Jordan E. Roth ’97
President, Jujamcyn Theaters
I always knew I wanted to be in the theater. Well, actually, when I first got to campus I thought I wanted to be in the Woodrow Wilson School of Public and International Affairs and then be president of the United States (but doesn’t every Princetonian have that idea for a second?). So, with the exception of that brief lapse, I always knew I wanted to be in theater.
I also knew that I didn’t want to go to a theater school. I wasn’t quite done with my academic work. I chose Princeton deliberately, knowing that there would be opportunities to participate in theater, but not to major in it.
There was something very liberating about going to a university that had no vocational departments for me. It meant that I had four years to explore and think and study something simply because I found it exciting. It was a unique luxury.
Freshman fall, I thought that something was politics. Or maybe English. My adviser recommended that I round out my schedule with a course from one of the core requirements that I knew wouldn’t be my ultimate major. Just to get it out of the way.
The first of many revelations
I chose “Moral Philosophy” with Professor Sarah Buss. And of course, it turned out to be the first of my many philosophy courses and my ultimate major after all. It was real for me. It was about how we live and how we behave. How we know what is right and what is wrong. How we treat one another. How we act in order to be the people we want to be in the world.
As I continued to study philosophy, I found it to be a discipline that taught me how to think with precision, how to unpack a text with diligence, how to construct an argument with rigor. And then it gave me the freedom to apply those skills to whatever I found interesting or perplexing in the world. There was no question not worth exploring. No idea not worth pursuing.

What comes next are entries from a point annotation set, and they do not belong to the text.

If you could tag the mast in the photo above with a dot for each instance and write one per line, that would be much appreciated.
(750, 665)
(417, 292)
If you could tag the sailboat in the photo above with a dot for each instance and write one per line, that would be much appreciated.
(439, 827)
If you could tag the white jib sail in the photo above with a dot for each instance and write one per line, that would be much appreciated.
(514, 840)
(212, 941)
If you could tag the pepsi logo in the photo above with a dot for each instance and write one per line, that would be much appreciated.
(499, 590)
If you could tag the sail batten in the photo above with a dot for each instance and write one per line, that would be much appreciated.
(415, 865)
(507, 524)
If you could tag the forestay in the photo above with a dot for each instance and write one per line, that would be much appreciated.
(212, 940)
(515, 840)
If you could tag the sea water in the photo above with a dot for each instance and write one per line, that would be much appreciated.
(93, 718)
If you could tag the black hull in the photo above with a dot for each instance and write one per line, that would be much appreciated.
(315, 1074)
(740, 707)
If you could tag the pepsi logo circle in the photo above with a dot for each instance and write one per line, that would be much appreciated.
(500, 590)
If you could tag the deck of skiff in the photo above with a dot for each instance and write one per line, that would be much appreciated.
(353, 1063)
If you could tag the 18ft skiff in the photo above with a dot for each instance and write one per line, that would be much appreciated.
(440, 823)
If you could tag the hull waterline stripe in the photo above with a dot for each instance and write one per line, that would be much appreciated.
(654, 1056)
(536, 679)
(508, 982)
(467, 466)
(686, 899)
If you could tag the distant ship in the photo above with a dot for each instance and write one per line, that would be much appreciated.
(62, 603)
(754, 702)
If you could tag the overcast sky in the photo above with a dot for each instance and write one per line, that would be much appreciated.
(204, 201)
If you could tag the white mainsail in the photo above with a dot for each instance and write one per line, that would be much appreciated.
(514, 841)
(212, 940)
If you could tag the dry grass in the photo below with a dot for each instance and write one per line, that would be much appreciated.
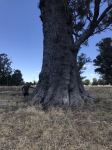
(31, 128)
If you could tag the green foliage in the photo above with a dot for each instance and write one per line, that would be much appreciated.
(101, 82)
(7, 76)
(95, 81)
(86, 82)
(5, 69)
(82, 60)
(103, 61)
(89, 18)
(17, 78)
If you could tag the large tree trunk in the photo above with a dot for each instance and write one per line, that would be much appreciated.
(59, 80)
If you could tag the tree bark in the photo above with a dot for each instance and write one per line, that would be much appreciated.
(59, 80)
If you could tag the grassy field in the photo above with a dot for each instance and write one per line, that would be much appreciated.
(25, 127)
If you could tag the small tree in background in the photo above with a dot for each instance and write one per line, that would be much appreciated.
(95, 81)
(103, 61)
(7, 76)
(17, 78)
(86, 82)
(82, 60)
(101, 82)
(5, 69)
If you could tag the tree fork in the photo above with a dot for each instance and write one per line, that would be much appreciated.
(59, 80)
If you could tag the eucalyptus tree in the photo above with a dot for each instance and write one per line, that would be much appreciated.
(67, 25)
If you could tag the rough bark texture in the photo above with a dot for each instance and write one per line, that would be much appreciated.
(59, 80)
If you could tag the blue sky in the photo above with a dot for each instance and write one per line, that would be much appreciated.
(22, 39)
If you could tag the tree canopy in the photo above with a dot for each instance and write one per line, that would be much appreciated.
(89, 17)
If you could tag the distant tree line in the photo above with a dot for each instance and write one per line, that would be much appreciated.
(8, 76)
(102, 63)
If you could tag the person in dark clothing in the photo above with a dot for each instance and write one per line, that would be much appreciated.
(25, 89)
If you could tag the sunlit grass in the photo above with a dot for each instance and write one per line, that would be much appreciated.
(31, 128)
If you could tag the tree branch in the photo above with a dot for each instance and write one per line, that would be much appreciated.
(93, 24)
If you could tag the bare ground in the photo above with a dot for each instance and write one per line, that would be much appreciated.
(25, 127)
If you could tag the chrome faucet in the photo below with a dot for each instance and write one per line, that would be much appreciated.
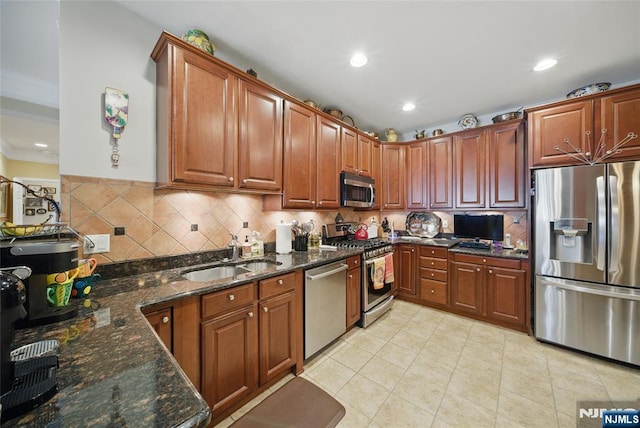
(234, 247)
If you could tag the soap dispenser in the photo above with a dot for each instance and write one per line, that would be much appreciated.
(246, 247)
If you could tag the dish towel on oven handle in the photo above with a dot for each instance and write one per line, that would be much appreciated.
(378, 270)
(388, 269)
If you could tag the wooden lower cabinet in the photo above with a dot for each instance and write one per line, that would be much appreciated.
(405, 273)
(230, 357)
(277, 337)
(490, 288)
(354, 291)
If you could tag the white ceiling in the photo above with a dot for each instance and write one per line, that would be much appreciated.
(449, 57)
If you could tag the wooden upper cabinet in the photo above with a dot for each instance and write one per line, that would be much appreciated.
(299, 181)
(470, 169)
(417, 175)
(328, 160)
(619, 114)
(550, 127)
(349, 151)
(440, 157)
(507, 169)
(365, 156)
(376, 171)
(260, 142)
(196, 126)
(393, 167)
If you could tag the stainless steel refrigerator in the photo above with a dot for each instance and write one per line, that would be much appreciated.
(587, 258)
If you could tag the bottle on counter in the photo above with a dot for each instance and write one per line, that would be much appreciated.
(246, 247)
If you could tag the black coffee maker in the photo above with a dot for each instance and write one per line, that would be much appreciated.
(43, 257)
(28, 374)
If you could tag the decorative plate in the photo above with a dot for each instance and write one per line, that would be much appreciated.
(468, 121)
(594, 88)
(423, 224)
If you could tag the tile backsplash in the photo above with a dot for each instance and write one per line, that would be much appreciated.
(158, 222)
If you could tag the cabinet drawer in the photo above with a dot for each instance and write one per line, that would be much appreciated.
(277, 285)
(433, 274)
(488, 261)
(433, 291)
(353, 262)
(225, 300)
(437, 252)
(430, 262)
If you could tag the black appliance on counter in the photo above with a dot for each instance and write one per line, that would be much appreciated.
(376, 301)
(28, 374)
(43, 257)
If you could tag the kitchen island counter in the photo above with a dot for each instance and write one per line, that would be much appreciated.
(113, 369)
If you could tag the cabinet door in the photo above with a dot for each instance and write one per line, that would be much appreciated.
(277, 335)
(469, 149)
(204, 130)
(260, 142)
(365, 160)
(506, 297)
(407, 258)
(299, 181)
(507, 170)
(229, 358)
(466, 287)
(328, 158)
(620, 115)
(349, 151)
(550, 127)
(440, 172)
(162, 322)
(376, 171)
(354, 295)
(417, 175)
(392, 177)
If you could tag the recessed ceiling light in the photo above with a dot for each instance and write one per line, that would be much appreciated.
(358, 60)
(408, 107)
(545, 64)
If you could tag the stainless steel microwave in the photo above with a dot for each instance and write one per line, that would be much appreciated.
(356, 191)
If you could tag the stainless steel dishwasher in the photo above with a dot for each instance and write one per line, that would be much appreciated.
(325, 306)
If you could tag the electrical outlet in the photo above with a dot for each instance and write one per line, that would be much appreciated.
(101, 244)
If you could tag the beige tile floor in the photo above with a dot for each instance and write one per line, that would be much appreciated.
(419, 367)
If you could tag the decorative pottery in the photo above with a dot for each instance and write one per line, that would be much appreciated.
(199, 39)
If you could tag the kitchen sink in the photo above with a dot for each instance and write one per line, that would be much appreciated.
(260, 266)
(216, 273)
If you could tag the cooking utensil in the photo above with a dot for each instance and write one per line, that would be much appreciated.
(362, 232)
(507, 116)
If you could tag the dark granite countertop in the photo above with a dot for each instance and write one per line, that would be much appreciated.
(452, 245)
(113, 369)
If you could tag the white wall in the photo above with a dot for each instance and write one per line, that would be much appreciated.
(103, 45)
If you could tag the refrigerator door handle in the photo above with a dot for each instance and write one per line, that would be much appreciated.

The questions that were most pressing and personal for me during college were questions of sexual identity. I came out sophomore year and found the tools of philosophy there to help me explore and understand. I spent my senior year writing a thesis on desire, guided once again by Professor Buss. What I wanted to know, what I needed to know, was how much of who I am is determined by what I want. I felt the desires I was coming to name to be completely inherent to who I was as a being, such that without them I would be someone else entirely. I grappled first with how to define desire at all, by synthesizing texts from various ancient and modern philosophers and then adding my own. And I ultimately attempted a theory of how to explain the intersection of desire and identity. The academic was personal and immediate and necessary.
Critical thinking in practice
Soon after graduation, I began producing theater in New York, first off-Broadway then on Broadway. I discovered during college that I didn’t want to be an actor but that I loved the big picture of theater. That is what I do as a producer—both the creative and the business aspects of a new show. Putting it all together, assembling the team, developing the material, marketing the show.
I am now president of Jujamcyn Theaters, overseeing five Broadway theaters. Our company is dedicated to creating truly unique theatrical experiences for our audiences and deeply satisfying, supported experiences for our artists.
Philosophy might sound as nonvocational as you can get, but I find I draw upon my training every day. Whether thinking critically about a new show and distilling it to its core meaning, articulating a persuasive argument to collaborators and colleagues, or framing a business challenge from a new perspective, it’s all a way of thinking and looking at the world that I honed at Princeton studying something that on the face of it has little to do with what I do. But if I learned anything in the philosophy department, it’s that the face of it often has little to do with it.